Despite this SEC reversal, investors aren’t buying the idea that conflicts are good. What they want is clarity and transparency in fees and expenses and conflicts as seen in this CFA Institute survey. Indeed the SEC’s own research shows investors much prefer an advisor who only receives compensation from the client and who also helps the client find less costly investments. Investors want what independent fee-only RIAs offer — practices that BDs can’t offer because they’re not allowed to. And even though such RIAs are outnumbered by BDs and part-time advisors, they are widely available. Several fee-only groups speak out at Advisor On My Side, a website that provides checklists and diagnostic tools to help clients chose fiduciary planners. The Institute for the Fiduciary Standard, which I co-founded and on which I serve as president, offers real fiduciary practices written in plain language that require advisors to, among other things, act as a fiduciary at all times, only accept client fees as compensation, avoid conflicts of interest when possible, mitigate unavoidable conflicts, and explain disclosures and agreements and all-in costs and fees both orally and in writing.

Kitces is right that when he says BD advertising will attempt to neuter the terms “best interest” and “fiduciary” — when they appear alone and unexplained. But this does not mean that fiduciary duties cannot differentiate RIAs.

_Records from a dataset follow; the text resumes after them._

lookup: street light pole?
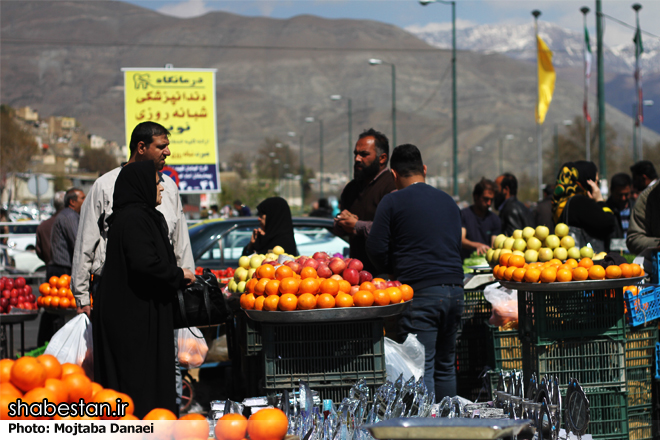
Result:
[369,58,396,147]
[419,0,458,198]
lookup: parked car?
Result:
[188,217,349,269]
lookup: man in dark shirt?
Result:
[35,191,65,264]
[367,144,463,401]
[461,178,500,259]
[495,173,534,237]
[335,128,396,275]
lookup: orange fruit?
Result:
[298,293,316,310]
[541,266,557,283]
[172,414,209,440]
[511,268,527,282]
[280,277,300,294]
[0,359,14,383]
[257,264,275,280]
[298,278,319,295]
[524,267,541,283]
[264,295,280,312]
[37,354,62,379]
[246,408,288,440]
[11,356,46,392]
[578,257,594,269]
[619,263,632,278]
[339,280,351,293]
[314,293,335,309]
[353,290,374,307]
[605,265,622,279]
[62,362,85,378]
[254,295,266,310]
[319,278,339,296]
[573,266,589,281]
[214,410,249,440]
[335,292,353,307]
[630,263,642,277]
[557,267,573,283]
[589,264,605,280]
[275,265,293,281]
[399,284,414,301]
[277,293,298,312]
[507,255,525,267]
[300,267,318,280]
[264,280,280,296]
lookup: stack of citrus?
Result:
[240,264,413,311]
[493,253,644,283]
[37,275,85,309]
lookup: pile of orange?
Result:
[240,264,413,311]
[37,275,87,309]
[493,253,644,283]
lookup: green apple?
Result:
[555,223,568,238]
[554,246,568,261]
[511,238,527,252]
[523,226,536,240]
[560,235,575,250]
[534,225,550,241]
[527,237,542,251]
[238,255,250,269]
[545,234,560,249]
[568,246,580,260]
[539,248,554,263]
[525,249,539,263]
[580,246,594,258]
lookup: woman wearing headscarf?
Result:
[92,161,195,418]
[243,197,298,255]
[552,160,616,252]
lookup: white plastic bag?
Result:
[177,327,209,368]
[484,283,518,327]
[45,313,94,377]
[385,334,424,382]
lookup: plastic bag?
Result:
[385,334,424,382]
[484,283,518,327]
[44,313,94,378]
[177,327,209,368]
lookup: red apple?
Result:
[358,270,374,284]
[341,267,360,286]
[348,258,364,272]
[316,264,332,278]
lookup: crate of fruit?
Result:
[624,284,660,327]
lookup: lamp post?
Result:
[369,58,396,148]
[419,0,458,198]
[330,95,353,181]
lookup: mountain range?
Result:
[0,0,660,194]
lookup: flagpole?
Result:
[580,6,591,162]
[532,9,543,201]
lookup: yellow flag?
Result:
[536,35,557,124]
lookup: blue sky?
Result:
[125,0,660,45]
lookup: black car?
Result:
[188,217,349,269]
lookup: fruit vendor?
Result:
[367,144,463,402]
[335,128,396,274]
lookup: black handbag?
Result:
[174,269,230,329]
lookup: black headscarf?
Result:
[252,197,298,255]
[107,160,176,261]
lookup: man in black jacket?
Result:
[495,173,534,237]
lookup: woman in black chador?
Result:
[92,161,194,418]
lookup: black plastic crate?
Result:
[262,320,387,390]
[518,288,626,345]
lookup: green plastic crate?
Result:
[518,288,626,345]
[262,320,387,389]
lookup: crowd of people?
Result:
[27,118,660,410]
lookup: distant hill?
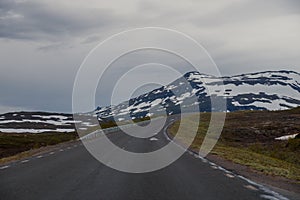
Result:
[95,71,300,121]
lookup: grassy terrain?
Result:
[169,108,300,182]
[0,117,158,160]
[0,133,77,158]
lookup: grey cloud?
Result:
[0,1,122,41]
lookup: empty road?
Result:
[0,118,285,200]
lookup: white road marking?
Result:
[210,165,218,169]
[244,185,258,191]
[260,194,279,200]
[0,165,10,169]
[150,137,158,141]
[225,174,234,178]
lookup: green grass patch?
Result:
[169,108,300,181]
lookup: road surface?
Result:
[0,118,290,200]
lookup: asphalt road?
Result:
[0,116,285,200]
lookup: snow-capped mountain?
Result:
[95,71,300,121]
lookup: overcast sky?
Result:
[0,0,300,113]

It does mean language describing fiduciary practices and demonstrating what they mean must be plain, clear, and compelling.

Fiduciary practices differentiate advisors powerfully today because they apply the plain, transparent and concrete actions and straight talk that investors seek in an advisory relationship.

The challenge is positioning, framing and expressing these practices. This is the next differentiator for RIAs.